Saya mengajak saudara-saidaraku, ‘kahanggi’, saatnya kita bersatu untuk kejayaan ‘Popparan Ni Harahap, ”Tano Bona Pasogitta’.
Ini tentu tidak mudah, tapi lihatlah kondisi hari ini di legislatif, pemerintahan dan petinggi elit di Tapsel, apakah kita akan dijauhkan dari kekuasaan. Atau masih perlukah kita bicara marga dalam konteks politik pilkada?
Mempertanyakan posisi marga dalam kekuasaan, ada berapa marga harahap di pemerintahan yang menduduki jabatan di Pemkab Tapsel? Fakta tentang hal ini boleh dilihat dari data dari Sekda, eselon II, III, IV, dari 15 Camat dari 35 anggota DPRD, begitu juga DPRD Propinsi, DPR RI, pengusaha lokal dan nasional dan lainnya.
Selama ini, banyak yang melarang membawa-bawa isu marga ke arena politik praktis. Pertanyaannya, bisakah kita berpolitik tanpa menarik kekuatan identitas?
Tentu ini bukan isu primordialisme, sentimen marga, tapi kita sedang menjawab tantangan politik dan ekonomi di wilayah Tapsel yang didiami mayoritas marga-marga (dalihan natolu), dari dulu kita memberi rasa persaudaraan kepada siapapun yang datang lewat ‘perjanjian adat’. Tradisi menjaga daerah sebagai bumi “dalihan na tolu”.
Semangat kekeluargaan dan hidup rukun adalah cara raja-raja adat menjaga keharmonisan sosial.Tentu banyak yang keberatan kalau kita kuat dan bersatu. Atau ini mustahil? Betapa mudahnya ‘perpecahan’ dan ‘konflik’ dibangun karena desakan kepentingan sesaat demi menyelamatkan diri masing-masing. Masih adakah persatuan adat (masyarakat adat) di Tapsel?
Apakah semangat ini masih bisa diwujudkan di Tapsel? Kita tunggu instruksi dan ‘petuah’ raja adat yang selana ini belum bisa bersatu, apalagi mereka didengarkan.
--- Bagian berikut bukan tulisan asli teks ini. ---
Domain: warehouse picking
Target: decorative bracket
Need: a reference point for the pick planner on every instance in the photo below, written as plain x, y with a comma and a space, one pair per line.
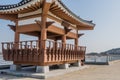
47, 23
12, 27
39, 23
79, 35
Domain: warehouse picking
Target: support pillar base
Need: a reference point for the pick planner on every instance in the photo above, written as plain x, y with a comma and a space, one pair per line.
42, 69
64, 66
78, 64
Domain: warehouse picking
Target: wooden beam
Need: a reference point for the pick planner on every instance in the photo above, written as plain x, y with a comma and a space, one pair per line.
11, 17
65, 24
79, 35
47, 23
12, 27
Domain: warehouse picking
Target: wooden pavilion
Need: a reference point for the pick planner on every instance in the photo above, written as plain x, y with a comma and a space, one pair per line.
50, 21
Mengejar ketertinggalan generasi kita yang tidak mampu bersaing, berkompetisi di arena kekuasaan dan timbulnya semangat baru pilkada tahun 2020 ini, terdorong oleh kuatnya ‘kekuasaan absolut’ para penguasa yang memperjuangkan kepentingan politik kekuasaannya dan pertarungan kehadiran investasi di Tapsel (apakah kita ikut melanjutkan pembangunan atau menjadi penonton?) Atau kita biarkan?
Berbagai riset dan kajian menyebutkan bahwa daerah kita Tapsel sangat pragmatis, sulit mempersatuan kekuatan marga, politik uang masih mendominasi setiap ajang politik, sikap ‘tak peduli’, identitas marga bukan alat perjuangan. Saya masih yakin bahwa tahun ini politik sudah mulai bergeser dan perlu dicerdaskan. Pendidikan politik untuk meningkatkan SDM, potensi masyarakat adat di daerah untuk sebesar-besar kemakmuran rakyat.
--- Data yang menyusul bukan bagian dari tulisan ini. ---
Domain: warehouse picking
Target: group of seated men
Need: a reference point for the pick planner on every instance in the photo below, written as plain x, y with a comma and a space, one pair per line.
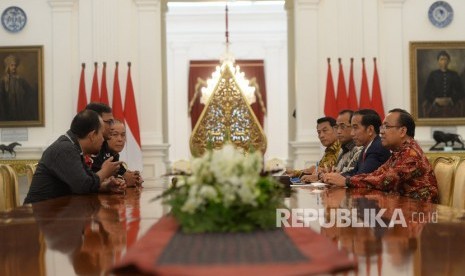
85, 159
361, 151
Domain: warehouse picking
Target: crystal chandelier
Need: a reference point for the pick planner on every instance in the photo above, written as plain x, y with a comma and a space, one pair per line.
228, 61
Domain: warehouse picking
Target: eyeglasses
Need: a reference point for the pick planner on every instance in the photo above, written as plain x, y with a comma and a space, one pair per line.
110, 122
341, 126
384, 127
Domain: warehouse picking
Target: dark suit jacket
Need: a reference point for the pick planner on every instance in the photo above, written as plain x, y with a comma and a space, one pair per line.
375, 156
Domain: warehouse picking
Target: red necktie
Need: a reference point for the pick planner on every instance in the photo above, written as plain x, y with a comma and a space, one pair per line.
88, 160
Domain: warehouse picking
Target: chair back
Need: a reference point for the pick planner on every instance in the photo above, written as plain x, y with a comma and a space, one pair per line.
181, 166
30, 170
444, 169
10, 191
3, 189
458, 199
275, 164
Mari kita kuatkan simbol “Bagas Godang” untuk menggerakkan semangat kita. Betapa sulitnya menolak politik identitas, tapi kita bukan anti marga salahkah kita berjuang lewat marga kita atau memperjuangkan marga di pilkada? Kita tetap menolak politisasi SARA (suku, agama, ras dan antar gologan).
Menjauhkan pemikiran primordialis, berjuang untuk kemajemukan, komunitas bersama, pluralitas (heterogenitas) di alam demokrasi Pancasila sebagai ideologi untuk menjaga rumah besar Indonesia dan kkususnya Tapsel sebagai rumah bersama. Sentimen akan selalu menguat jika ada yang dipinggirkan atau teralienasi dari arena kekuasaan. (*)
Suheri Harahap adalah Dosen UIN-SU dan Putera Tapanuli Selatan.